For any ${\displaystyle x}$, let ${\displaystyle J}$ is the interval between ${\displaystyle x}$ and ${\displaystyle x_{0}}$ (it might be the interval ${\displaystyle [x,x_{0}]}$ or ${\displaystyle [x_{0},x]}$ depending on whether ${\displaystyle x<x_{0}}$ or ${\displaystyle x>x_{0}}$). If ${\displaystyle f}$ is ${\displaystyle n+1}$ times differentiable everywhere on ${\displaystyle J}$, then we have:

${\displaystyle |R_{n}(f;x_{0})(x)|\leq \left(\sup _{t\in J}|f^{(n+1)}(t)|\right){\frac {|x-x_{0}|^{n+1}}{(n+1)!}}}$

If ${\displaystyle f^{(n+1)})}$ is continuous on ${\displaystyle J}$, the ${\displaystyle \sup }$ can be replaced by ${\displaystyle \max }$:

${\displaystyle |R_{n}(f;x_{0})(x)|\leq \left(\max _{t\in J}|f^{(n+1)}(t)|\right){\frac {|x-x_{0}|^{n+1}}{(n+1)!}}}$

About the point 0

Suppose ${\displaystyle f}$ is a function of one variable such that ${\displaystyle f}$ is ${\displaystyle (n+1)}$ times differentiable at ${\displaystyle 0}$. Denote by ${\displaystyle R_{n}(f;0)}$ the function of ${\displaystyle x}$ given by ${\displaystyle x\mapsto f(x)-P_{n}(f;0)(x)}$, i.e., ${\displaystyle R_{n}(f;0)}$ is the remainder when we subtract from ${\displaystyle f}$ its ${\displaystyle n^{th}}$ Taylor polynomial at ${\displaystyle 0}$.

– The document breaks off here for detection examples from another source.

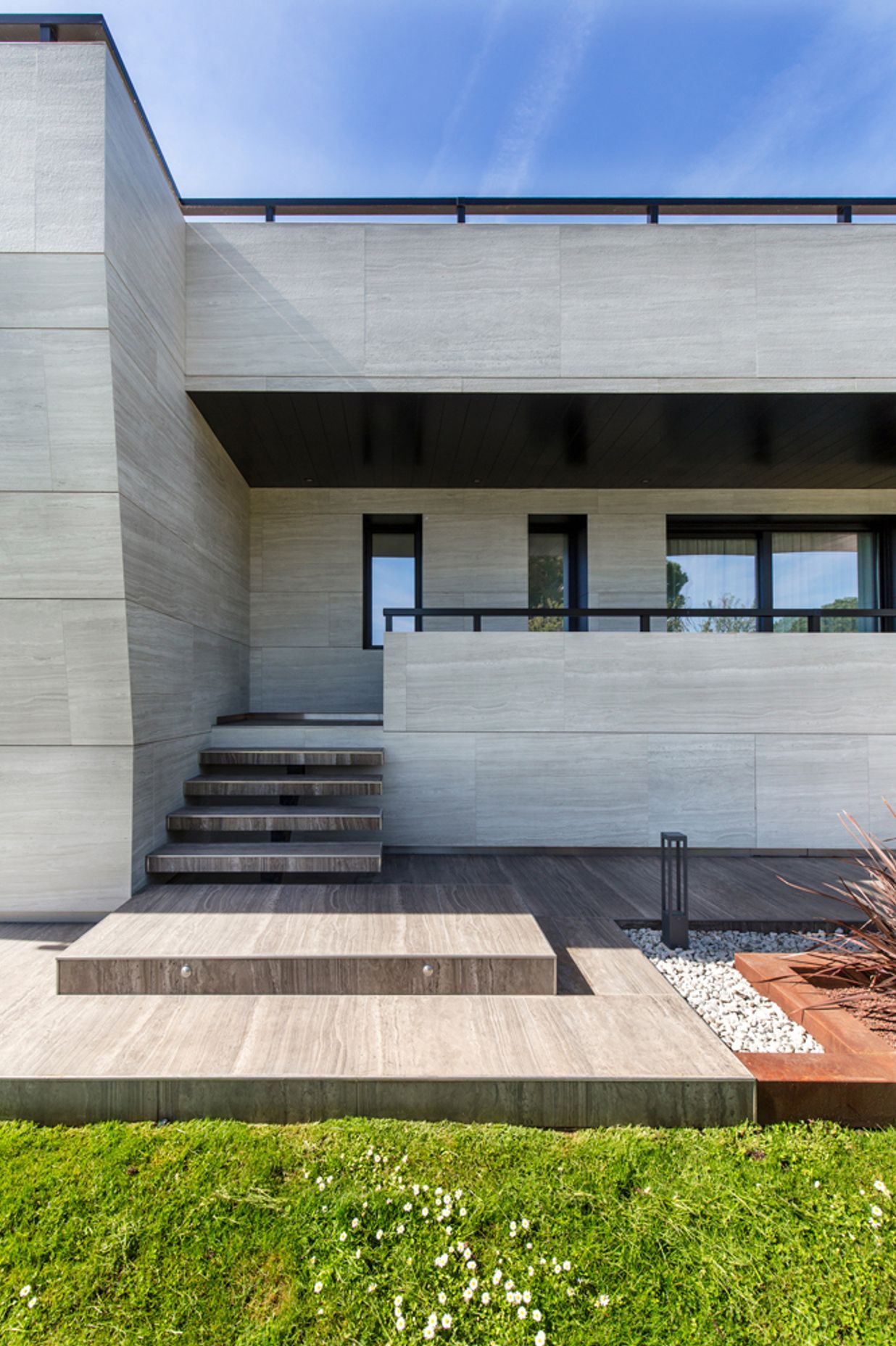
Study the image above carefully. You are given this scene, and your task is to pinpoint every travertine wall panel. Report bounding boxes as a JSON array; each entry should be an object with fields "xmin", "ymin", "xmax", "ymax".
[
  {"xmin": 187, "ymin": 222, "xmax": 896, "ymax": 392},
  {"xmin": 0, "ymin": 43, "xmax": 249, "ymax": 915},
  {"xmin": 0, "ymin": 744, "xmax": 132, "ymax": 921},
  {"xmin": 383, "ymin": 631, "xmax": 896, "ymax": 849},
  {"xmin": 105, "ymin": 49, "xmax": 249, "ymax": 884}
]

For any ${\displaystyle x}$, let ${\displaystyle J}$ is the interval between ${\displaystyle x}$ and ${\displaystyle 0}$ (it might be the interval ${\displaystyle [x,0]}$ or ${\displaystyle [0,x]}$ depending on whether ${\displaystyle x<0}$ or ${\displaystyle x>0}$). If ${\displaystyle f}$ is ${\displaystyle n+1}$ times differentiable everywhere on ${\displaystyle J}$, then we have:

${\displaystyle |R_{n}(f;0)(x)|\leq \left(\sup _{t\in J}|f^{(n+1)}(t)|\right){\frac {|x|^{n+1}}{(n+1)!}}}$

If ${\displaystyle f^{(n+1)})}$ is continuous on ${\displaystyle J}$, the ${\displaystyle \sup }$ can be replaced by ${\displaystyle \max }$:

${\displaystyle |R_{n}(f;0)(x)|\leq \left(\max _{t\in J}|f^{(n+1)}(t)|\right){\frac {|x|^{n+1}}{(n+1)!}}}$